Hi @oli.m
Like @nirgrahamuk mentioned, the lack of consistency in date format cannot be solved entirely with stringr, and I guess you will still need a consistent date format for your analytics.
I suggest a solution below, with 3 basic scenarios:
- do you have at least one clear dmy format? --> meaning first number in the date is an integer > 12
- do you have at least one clear mdy format? --> meaning second number in the date is an integer > 12
- is it undefined? --> other cases, when each of two 1st numbers in date <= 12, so we don't know which format, I put the mdy format here but you can decide.

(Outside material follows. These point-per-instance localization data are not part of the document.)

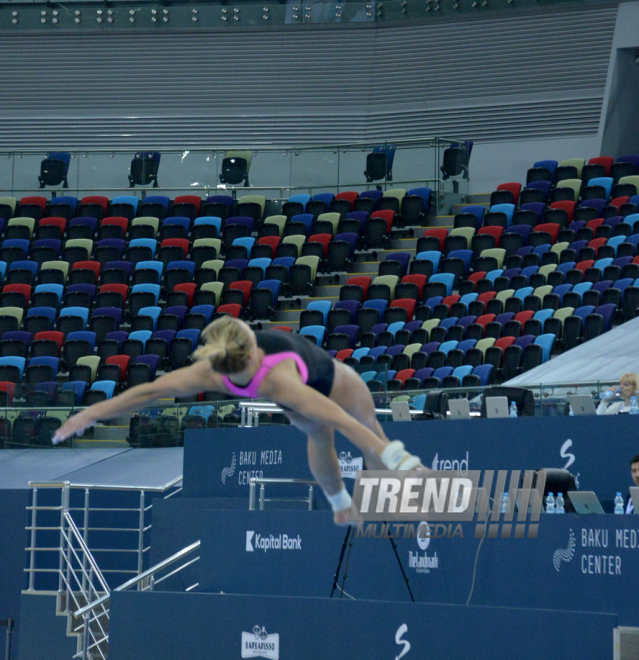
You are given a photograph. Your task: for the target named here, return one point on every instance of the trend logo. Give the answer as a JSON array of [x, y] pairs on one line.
[[403, 642], [564, 555], [564, 453], [230, 471]]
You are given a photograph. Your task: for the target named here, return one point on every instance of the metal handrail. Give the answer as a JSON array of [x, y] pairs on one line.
[[85, 550], [262, 481], [140, 578], [428, 140], [62, 484]]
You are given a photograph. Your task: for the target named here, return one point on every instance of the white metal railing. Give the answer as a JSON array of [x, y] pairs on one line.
[[82, 587], [93, 631], [137, 548], [263, 481]]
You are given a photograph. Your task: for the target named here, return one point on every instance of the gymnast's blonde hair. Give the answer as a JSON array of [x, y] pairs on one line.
[[227, 345], [631, 378]]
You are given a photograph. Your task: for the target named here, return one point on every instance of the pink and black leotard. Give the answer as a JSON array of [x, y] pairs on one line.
[[314, 363]]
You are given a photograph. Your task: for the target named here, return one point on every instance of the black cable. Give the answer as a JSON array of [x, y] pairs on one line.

My options below don't cover every possible case and some possible wrong entries.
I did the pattern detection row by row pasting all dates, thinking that the person entering b.date for Jasi will use the same format as for a.date.
So these are some "naive" assumptions about your data but when you apply it on your whole dataset, you can take a look at dates that were not parsed right and adapt the code accordingly.
library(tidyverse); library(lubridate)
data <- tibble(
name = c("Josh", "Jasi", "Sophie", "Leni"),
b.date = c("1.17.1990", "24.09.1865", "03.12.2000", "10.04.2000"),
a.date = c("4.13.1990", "02.03.1865", "03.04.2000", "11.04.2000"))
data %>%
unite("pasted", grep("dat", names(data), value = TRUE), sep = " ", remove = FALSE) %>%
mutate(across(contains("dat"),
~case_when(
str_detect(pasted, "(^|\\s+)(1[3-9]|[23][0-9])\\.") ~ dmy(.),
str_detect(pasted, "\\.(1[3-9]|[23][0-9])\\.") ~ mdy(.),
TRUE ~ mdy(.)))) %>% select(-pasted) %>%
suppressWarnings()